Creating a Water Budget
The water budget considers the landscape area, plant type, plant water needs, irrigation system design and efficiency, and real-time water that the landscape receives either by irrigation or precipitation.
Water budgets must be associated with a specified amount of time, such as a week, month, or year.
- Properties and landscapers can get help creating a water budget at Watefluence.com, if they pre-qualify.
- Commercial property owners may qualify for assistance through our Large Landscape Program.
Sometimes referred to as timers or clocks, an irrigation controller is a device that operates automatic irrigation systems, such as lawn sprinklers and drip irrigation systems. Irrigation controllers help you adjust your irrigation schedule to avoid overwatering, increased cost and maintenance, and property damage.
Most controllers have a means of setting the frequency of irrigation, the start time, and the duration of watering. They can be as simple as a clock (inefficient), can connect to your phone, or only irrigate when needed based on soil moisture or local weather stations.
Valley Water offers rebates for installing more efficient irrigation controls.
Irrigation controller features
Key features of irrigation controllers include:
- Stations control the valves that release the water to the irrigation zone (station) in your landscape
- The start time is the time, which a specific valve will open to irrigate a station.
- The run time is time a specific valve will open to irrigate a zone.
- Semi-Auto (if available on your controller) lets you run through an entire program A, B, C whenever you want supplemental watering.
- The off and on feature will stop programs from running until you toggle back to “run”. Good for rainy periods of time.
- The manual button permits you to set a single station for the amount of time you select. Good for checking for leaks or troubleshooting.
Check out how to program your irrigation controller from Pasadena Water and Power. This quick overview will coach you the irrigation controller essentials in less than 5 minutes! Upgrade from a conventional to a smart controller with help from a rebate.
Adjusting your irrigation controller
- Hydrozone each program, based on watering, soil, and sun requirements of each area or zone (A, B, or C)
- Set valve run times: Adjust the time on valve per Hydrozone, Lawns/shrubs/flowers
- Set start times for each program: Generally, start in the early morning.
- Program days on and off: Give each program a unique day on/off. Example: Lawns on Monday-Wednesday-Friday
- Make adjustments and repairs in Manual Mode: used to turn on a station to review for adjustments, repairs.

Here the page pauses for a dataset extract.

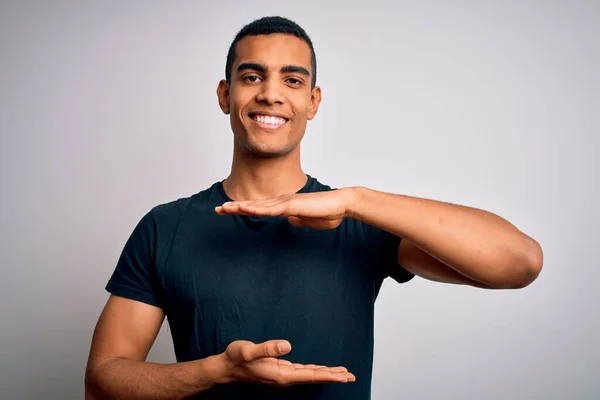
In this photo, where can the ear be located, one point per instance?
(223, 96)
(315, 101)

- Semi -Auto: A, B, C- Semi-Automatic Program operation enables an automatic Program watering cycle to be started manually at any time. Once running, the manual advance feature enables you to step through the programmed station sequence.
- Visit YouTube to watch this video tutorial for more information.

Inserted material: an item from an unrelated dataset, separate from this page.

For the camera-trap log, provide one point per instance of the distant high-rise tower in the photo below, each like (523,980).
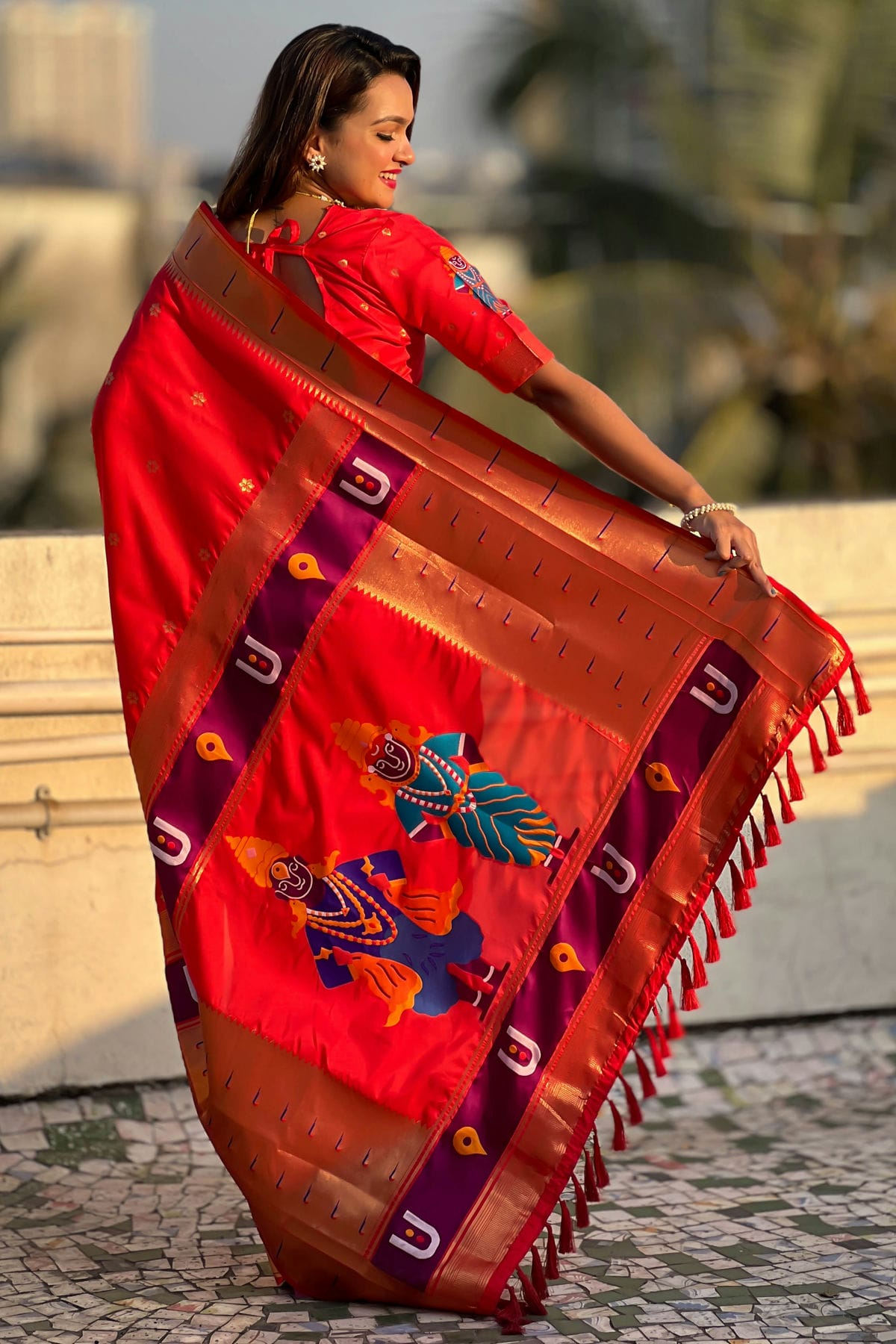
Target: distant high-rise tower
(73,82)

Irrigation & sprinkler resources
- The California Association of Water Agencies web portal is a one-stop-shop for homeowners and professionals looking for information and online resources on water-efficient irrigation. Homeowners will find easy-to-understand information about how residential sprinkler systems work, information on drip irrigation and other smart ways to reduce landscape water use, as well as loads of online resources. The portal was created Created as part of the association's Save Our Water campaign.

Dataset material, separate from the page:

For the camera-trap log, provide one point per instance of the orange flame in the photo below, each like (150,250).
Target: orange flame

- Find irrigation scheduling assistance from the San Jose Water Company.
- From basics to guidelines, to water-efficient technology to help you schedule your irrigation system, from the California Water Efficient Partnership.
- For irrigation professions, the Irrigation Association has a wealth of irrigation information including online learning, videos and webinars, and technical resources.
- Find local irrigation supply stores that carry water-efficient irrigation equipment.
- Visit South Bay Green Gardens to find landscape designs, sample project photos, lists of professionals to help complete your project, and more.
Lawns can be the single biggest water user for a typical property; a small lawn can use more than 18,000 gallons a year. That means lawns offer the greatest potential for water savings! Find tips for reducing water use and caring for your lawn on our Landscape Guides and Resources page.
Valley Water offers several rebates through its Landscape Rebate Program for qualifying equipment that helps improve the efficiency of sprinkler and irrigation systems.